Au bout de deux mois, à raison d’une séance hebdomadaire, la science avait fait des progrès considérables. Mon statut avait changé : je n’étais plus un patient, j’étais un cas. Le lieu de nos rencontres aussi avait évolué : le cabinet en ville avait cédé sa place à un bel hôpital. Ce n’était plus moi qui me déplaçait, mais mon psy, souvent accompagné de confrère.
Lorsqu’ils ont commencé à me sangler au lit et à me faire des piqûres au creux du coude, je dois avouer que j’ai commencé à m’inquiéter. Il ne faut pas tout dire à son thérapeute, même s’il vous le demande gentiment, même s’il vous pose des questions et qu’en plus il donne l’impression d’écouter sincèrement les réponses.
Ainsi, nous n’aurions jamais dû faire cette séance qui a bouleversé tant de nos certitudes, mais qu’un jour sans doute la science expliquera. Notre conception du temps est linéaire, chronologique. La réincarnation devait l’être aussi : vous mourrez, et dans un laps de temps plus ou moins long, vous vous réincarnez en un autre être. Vous suivez ainsi le cours de l’histoire, génération après génération, et tout va pour le mieux dans le meilleur des mondes.
Ce n’est pas vrai, j’en suis la preuve. Mes vies antérieures ne sont pas continues, leur ordre n’est pas chronologique. Je me suis déjà réincarné dans le futur, j’y suis mort, et je me suis réincarné dans le passé, bien avant mon présent. Oui, je sais, c’est difficile à admettre. La réincarnation est déjà, pour beaucoup, une aberration, une idée farfelue.
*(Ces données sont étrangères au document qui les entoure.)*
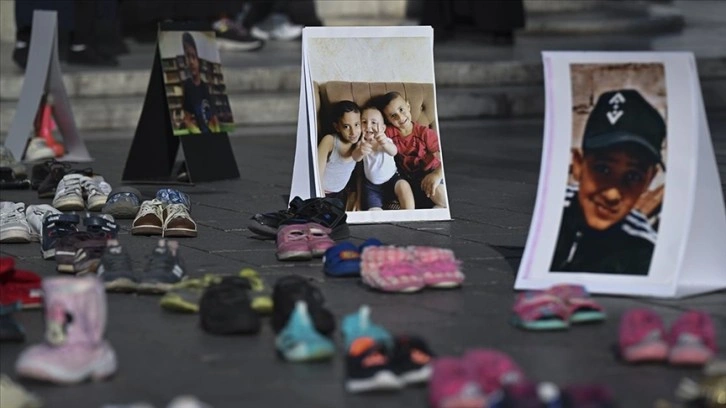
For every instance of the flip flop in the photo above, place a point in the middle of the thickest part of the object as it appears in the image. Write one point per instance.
(581, 306)
(539, 310)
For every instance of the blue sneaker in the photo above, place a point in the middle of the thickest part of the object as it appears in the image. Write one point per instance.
(298, 341)
(174, 196)
(359, 324)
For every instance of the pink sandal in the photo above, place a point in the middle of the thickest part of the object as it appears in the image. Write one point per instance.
(318, 239)
(292, 243)
(390, 269)
(439, 267)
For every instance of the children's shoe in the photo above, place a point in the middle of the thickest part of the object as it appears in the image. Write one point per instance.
(35, 214)
(123, 203)
(287, 291)
(164, 268)
(150, 219)
(539, 310)
(74, 348)
(174, 196)
(492, 369)
(178, 222)
(582, 308)
(342, 260)
(642, 337)
(292, 243)
(225, 308)
(115, 269)
(55, 227)
(390, 269)
(299, 341)
(14, 226)
(318, 239)
(452, 386)
(69, 193)
(359, 324)
(411, 359)
(692, 339)
(438, 267)
(368, 367)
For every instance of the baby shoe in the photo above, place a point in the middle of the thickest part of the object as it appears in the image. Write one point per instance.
(390, 269)
(438, 266)
(692, 339)
(642, 337)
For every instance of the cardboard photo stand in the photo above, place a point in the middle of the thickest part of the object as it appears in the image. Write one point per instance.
(152, 157)
(361, 65)
(689, 233)
(43, 77)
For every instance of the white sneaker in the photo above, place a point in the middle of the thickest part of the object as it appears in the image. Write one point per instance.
(13, 225)
(96, 191)
(69, 193)
(35, 214)
(38, 150)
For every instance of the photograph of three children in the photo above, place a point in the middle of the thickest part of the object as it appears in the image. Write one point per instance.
(376, 136)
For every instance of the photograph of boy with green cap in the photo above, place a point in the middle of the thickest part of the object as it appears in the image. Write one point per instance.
(601, 231)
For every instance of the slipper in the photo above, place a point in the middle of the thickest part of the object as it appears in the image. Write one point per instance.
(642, 337)
(692, 339)
(581, 306)
(539, 310)
(342, 260)
(390, 269)
(439, 267)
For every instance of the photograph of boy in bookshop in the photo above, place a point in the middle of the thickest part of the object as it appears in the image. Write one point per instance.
(199, 112)
(603, 228)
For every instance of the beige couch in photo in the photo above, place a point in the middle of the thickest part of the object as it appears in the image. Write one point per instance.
(419, 95)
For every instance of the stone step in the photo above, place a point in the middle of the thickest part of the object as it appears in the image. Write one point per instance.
(280, 108)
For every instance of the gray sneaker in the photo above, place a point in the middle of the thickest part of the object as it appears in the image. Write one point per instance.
(14, 227)
(164, 268)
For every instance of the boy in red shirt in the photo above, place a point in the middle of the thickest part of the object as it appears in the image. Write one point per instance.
(419, 155)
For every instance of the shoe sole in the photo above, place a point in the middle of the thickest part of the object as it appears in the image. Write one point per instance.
(122, 210)
(381, 381)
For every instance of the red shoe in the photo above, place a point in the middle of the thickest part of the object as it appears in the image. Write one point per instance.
(19, 285)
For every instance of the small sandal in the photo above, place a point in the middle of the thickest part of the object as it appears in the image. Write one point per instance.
(539, 310)
(582, 307)
(439, 267)
(390, 269)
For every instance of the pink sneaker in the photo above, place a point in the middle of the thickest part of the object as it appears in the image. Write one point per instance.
(439, 267)
(692, 339)
(74, 348)
(451, 386)
(292, 243)
(642, 336)
(319, 239)
(390, 269)
(492, 370)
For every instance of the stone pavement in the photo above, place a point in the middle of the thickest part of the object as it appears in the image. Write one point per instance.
(492, 171)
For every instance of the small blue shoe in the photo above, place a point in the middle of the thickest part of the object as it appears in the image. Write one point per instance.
(342, 260)
(174, 196)
(359, 324)
(299, 342)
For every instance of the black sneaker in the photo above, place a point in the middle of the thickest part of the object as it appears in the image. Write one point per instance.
(411, 360)
(115, 270)
(164, 268)
(328, 212)
(368, 367)
(55, 227)
(231, 37)
(225, 308)
(287, 291)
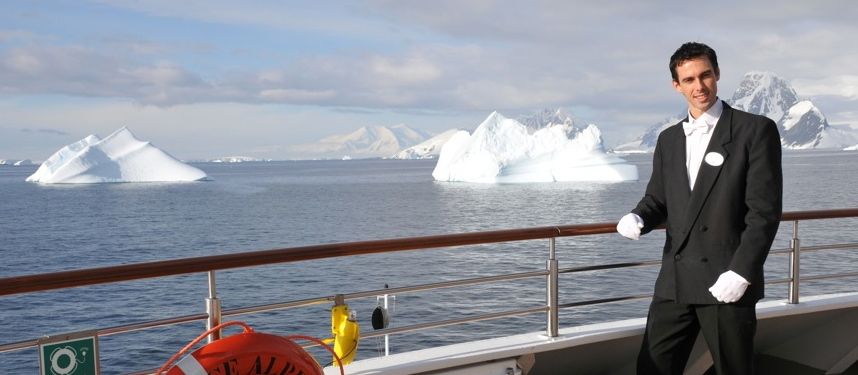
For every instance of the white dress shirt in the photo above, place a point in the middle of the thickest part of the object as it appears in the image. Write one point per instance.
(698, 132)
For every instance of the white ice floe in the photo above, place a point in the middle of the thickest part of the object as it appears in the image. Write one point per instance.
(120, 157)
(502, 150)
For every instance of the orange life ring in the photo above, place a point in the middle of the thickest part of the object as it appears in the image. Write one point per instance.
(245, 353)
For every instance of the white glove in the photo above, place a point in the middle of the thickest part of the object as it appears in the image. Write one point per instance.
(729, 288)
(630, 226)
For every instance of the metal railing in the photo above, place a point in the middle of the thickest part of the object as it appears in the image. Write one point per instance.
(214, 312)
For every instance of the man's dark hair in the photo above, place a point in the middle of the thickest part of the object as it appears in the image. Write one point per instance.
(690, 51)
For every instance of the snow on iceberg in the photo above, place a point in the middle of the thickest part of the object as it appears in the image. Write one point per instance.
(501, 150)
(120, 157)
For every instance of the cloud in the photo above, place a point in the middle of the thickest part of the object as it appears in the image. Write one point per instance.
(446, 55)
(45, 131)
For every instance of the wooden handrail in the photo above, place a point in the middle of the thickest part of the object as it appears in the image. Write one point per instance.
(101, 275)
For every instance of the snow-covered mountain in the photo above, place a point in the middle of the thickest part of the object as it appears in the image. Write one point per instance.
(802, 125)
(764, 93)
(647, 141)
(366, 142)
(428, 149)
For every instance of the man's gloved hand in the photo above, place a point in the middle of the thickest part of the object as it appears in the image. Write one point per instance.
(729, 287)
(630, 226)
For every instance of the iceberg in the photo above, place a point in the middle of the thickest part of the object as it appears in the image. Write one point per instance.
(120, 157)
(502, 150)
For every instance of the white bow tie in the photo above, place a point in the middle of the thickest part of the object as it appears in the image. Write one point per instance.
(699, 125)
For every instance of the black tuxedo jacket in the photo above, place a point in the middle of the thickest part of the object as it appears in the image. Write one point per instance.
(730, 219)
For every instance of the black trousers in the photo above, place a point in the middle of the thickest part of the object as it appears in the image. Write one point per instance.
(672, 328)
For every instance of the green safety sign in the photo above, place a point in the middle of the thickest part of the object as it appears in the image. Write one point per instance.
(72, 354)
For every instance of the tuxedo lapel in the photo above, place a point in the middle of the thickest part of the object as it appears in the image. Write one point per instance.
(708, 174)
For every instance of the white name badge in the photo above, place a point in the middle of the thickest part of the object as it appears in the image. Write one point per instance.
(714, 159)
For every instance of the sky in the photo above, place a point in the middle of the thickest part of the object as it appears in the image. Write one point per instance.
(207, 79)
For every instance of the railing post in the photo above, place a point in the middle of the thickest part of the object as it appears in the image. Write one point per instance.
(552, 291)
(213, 309)
(794, 264)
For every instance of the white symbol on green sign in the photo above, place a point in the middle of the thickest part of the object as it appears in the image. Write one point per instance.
(70, 357)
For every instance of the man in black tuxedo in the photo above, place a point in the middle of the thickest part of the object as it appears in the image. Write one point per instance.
(717, 187)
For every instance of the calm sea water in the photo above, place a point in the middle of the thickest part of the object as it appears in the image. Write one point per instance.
(257, 206)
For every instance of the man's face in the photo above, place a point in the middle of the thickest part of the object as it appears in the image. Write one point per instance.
(697, 81)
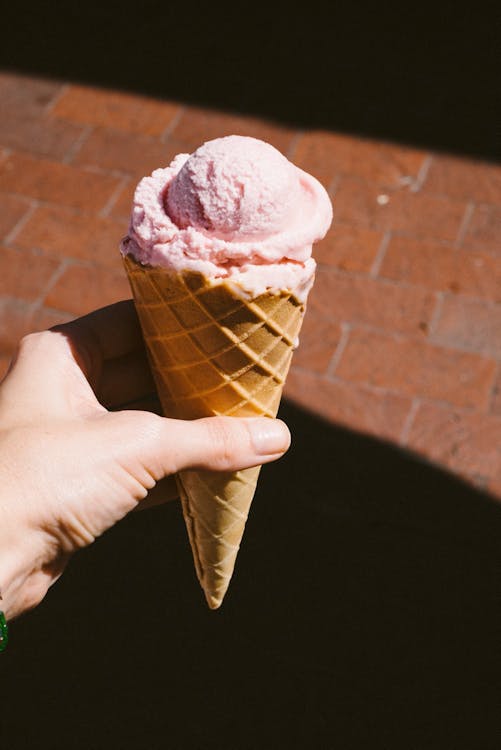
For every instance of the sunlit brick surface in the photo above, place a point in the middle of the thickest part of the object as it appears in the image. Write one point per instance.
(402, 339)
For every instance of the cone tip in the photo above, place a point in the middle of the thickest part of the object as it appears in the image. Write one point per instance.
(214, 602)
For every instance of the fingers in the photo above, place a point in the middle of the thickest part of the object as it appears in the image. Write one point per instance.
(163, 492)
(167, 446)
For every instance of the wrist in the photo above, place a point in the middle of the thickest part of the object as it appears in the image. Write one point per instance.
(21, 574)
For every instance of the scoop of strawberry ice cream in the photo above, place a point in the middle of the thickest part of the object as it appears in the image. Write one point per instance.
(235, 188)
(236, 210)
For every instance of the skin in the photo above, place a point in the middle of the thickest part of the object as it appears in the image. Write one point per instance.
(81, 446)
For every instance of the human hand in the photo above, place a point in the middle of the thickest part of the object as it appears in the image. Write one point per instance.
(71, 466)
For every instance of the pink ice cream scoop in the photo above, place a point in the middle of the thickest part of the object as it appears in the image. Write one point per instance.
(235, 210)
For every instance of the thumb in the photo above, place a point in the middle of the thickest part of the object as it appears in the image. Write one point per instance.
(166, 446)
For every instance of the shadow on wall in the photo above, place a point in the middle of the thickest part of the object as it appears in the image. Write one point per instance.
(363, 614)
(416, 73)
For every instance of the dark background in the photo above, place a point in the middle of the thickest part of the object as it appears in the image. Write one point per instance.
(364, 611)
(421, 72)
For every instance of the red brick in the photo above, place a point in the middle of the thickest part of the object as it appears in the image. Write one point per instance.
(26, 96)
(82, 289)
(122, 206)
(56, 183)
(356, 203)
(465, 179)
(113, 109)
(15, 321)
(12, 209)
(380, 414)
(327, 155)
(348, 248)
(126, 152)
(496, 394)
(199, 125)
(443, 268)
(38, 134)
(382, 304)
(464, 442)
(470, 324)
(61, 231)
(25, 273)
(484, 230)
(416, 368)
(318, 341)
(46, 317)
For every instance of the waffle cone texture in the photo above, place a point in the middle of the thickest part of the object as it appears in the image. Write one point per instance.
(213, 352)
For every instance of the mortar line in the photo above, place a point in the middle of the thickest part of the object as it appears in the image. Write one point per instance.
(336, 357)
(437, 312)
(409, 421)
(19, 225)
(422, 174)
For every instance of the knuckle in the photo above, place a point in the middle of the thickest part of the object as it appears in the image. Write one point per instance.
(225, 441)
(32, 341)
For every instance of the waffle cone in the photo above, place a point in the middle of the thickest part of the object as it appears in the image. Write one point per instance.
(213, 352)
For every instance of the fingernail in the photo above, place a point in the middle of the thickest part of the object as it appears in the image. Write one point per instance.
(269, 436)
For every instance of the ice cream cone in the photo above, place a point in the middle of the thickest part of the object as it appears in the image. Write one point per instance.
(214, 352)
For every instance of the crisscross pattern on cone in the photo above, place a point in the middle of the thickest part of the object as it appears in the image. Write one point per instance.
(214, 353)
Pour beaucoup, rien ne nous attend après la mort, éventuellement le paradis ou l’enfer.
Mais comment expliquez-vous que les grands hommes, les grands savants aient fait progresser l’humanité à coups d’inventions extraordinaires ? Elles seraient sorties du néant bouillonnant de leur imagination ? Ne soyez pas si naïfs !
Projetés dans ce qui est notre passé après leurs vies antérieures futures, ils ont su décoder les signaux de leur inconscient, qui avait emporté d’un corps à l’autre le souvenir de ces progrès, ces techniques. Si vous croisez la réincarnation de Léonard de Vinci lors de votre prochaine vie antérieure, n’hésitez pas à lui poser franchement la question. Il vous dira lui-même à quel point j’ai raison.
Mon plus gros préjudice, néanmoins, fut causé par la séance où mes mots furent incompréhensibles, au cours de laquelle je parlais une langue étrange. Elle a peut-être été celle qui a précipité ma chute. Parce j’ai affirmé en revenant qu’il y a de la vie ailleurs qu’ici, que certaines de mes vies antérieures, passées et futures, ont eu lieu sur d’autres planètes. Une partie de ma mémoire avait gardé trace de ce langage.
Aujourd’hui, je suis sanglé à mon lit jour et nuit, avec des pastilles scotchées sur ma tête, et des fils qui me relient à un ordinateur, attendant une nouvelle séance au cours de laquelle j’irai à la rencontre de ma prochaine vie antérieure. Je n’ai pas vu la lumière du soleil depuis longtemps, trop longtemps.
Il est sans doute trop tard, mais je me suis rendu compte d’une chose : je regrette ma vie d’avant, celle où j’ignorai tout de ces vies antérieures, de ces cauchemars millénaires dont mon âme tourmentée colporte les fragments. Si je pouvais mourir tout de suite pour me réincarner en moi-même, dans ma vie d’il y a à peine quelques mois, je le ferais. Sans l’ombre d’une hésitation. J’avais tout pour être heureux, alors.